恋愛観も、育ちも違うカケル、マリ、美晴。三人の青春を三方向から描いてみたらどうか、というアイデアが生まれたのは二〇〇八年。ずっと眠っていた物語は、海辺の町に引っ越してきて、動き出しました。
しばらく創作からはなれていた私に、「今、住んでいるところを舞台に書いてみたら?」と友人が言ってくれたことがきっかけです。
この町に最初について駅から出たとき、海の方向から、ふわぁ、っと何とも心地いい風が吹いてきた。それと共に、自分の中に、ぱぁっと明るい何かが舞い上がった感覚を、今でも覚えています。
物語を書き始めるときに、いくつか決めたことがあります。
ひとつは、主人公である、特に三人を、愛すること。
そして、敬意を持って、決して傷つけないこと。
そのために、どういう言葉を選ぶのか、また、何を書いて、何を書かないのか、を考えて筆を進めました。
奥手な人にはその人なりの、一線を越えられない人にはその人なりの、愛が定まらない人にはその人なりの、みんな理由があると思うの。

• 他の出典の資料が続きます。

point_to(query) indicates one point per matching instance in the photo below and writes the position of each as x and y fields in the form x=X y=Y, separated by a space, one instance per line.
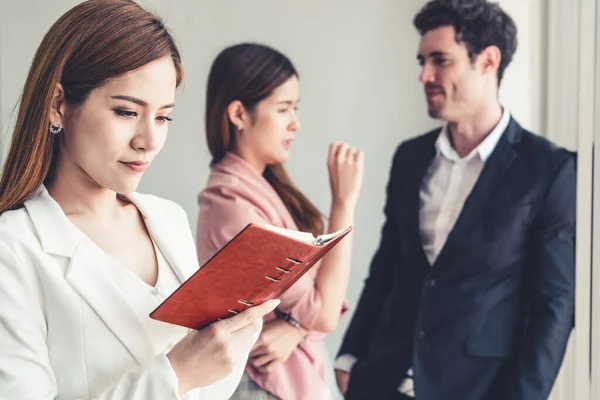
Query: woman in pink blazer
x=251 y=123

それは、生まれつきの性質だったり、子どもの頃に傷つけられた夢だったり、誰かの心ない言葉だったり、育った環境だったり、その子自身にはどうしようもないことに起因するんじゃないかな、と私は思っています。それを責めたりする資格は、だれにもないんじゃないかな、とも。
「自分が 思うようになれない、 それが青春だ」
これが、構想に入る前のこの作品のキャッチコピーです。
最近、若い人たちが恋愛をしないといいます。
でも、傷やコンプレックスは持ったままで良くて。
なにか、足りない。自分は不完全だと思う。自分の中のコンプレックスに苦しんでいる。そんな自分が自分であることを受け入れると同時に、他人を認めて受け入れていくことの、尊さと、愛おしさ。
パートナーを求めていくことの意義は、そういうところにあるんじゃないかな、と思うのです。

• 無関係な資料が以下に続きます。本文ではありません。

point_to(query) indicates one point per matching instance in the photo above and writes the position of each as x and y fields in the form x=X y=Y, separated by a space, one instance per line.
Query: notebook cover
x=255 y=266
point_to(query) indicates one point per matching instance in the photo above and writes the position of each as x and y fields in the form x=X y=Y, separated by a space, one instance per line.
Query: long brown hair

結ばれる結ばれないは、別としても、きっと心を揺らした経験は、君を輝かせる。
だから、勇気を持って、恋に、また恋とは呼べないくらいの感情に、身を任せてみよう、と伝えたかった。
そして、人は、人との出会いや言葉がきっかけで、支えられたり、大きく生き方のかじを切ることがあります。
最終回で、カケルが美晴に言った言葉のように。けれど、その言葉は、もしかしたら、人に言っているようで自分自身にも言いたかったことなのかもしれない。
この長編を書き終わって二年が過ぎ、再編集した今、初めてそのことに気がつきました。
この物語が、とくに今の10代、20代ぐらいの若い子たちに届きますように!!
愛を込めて。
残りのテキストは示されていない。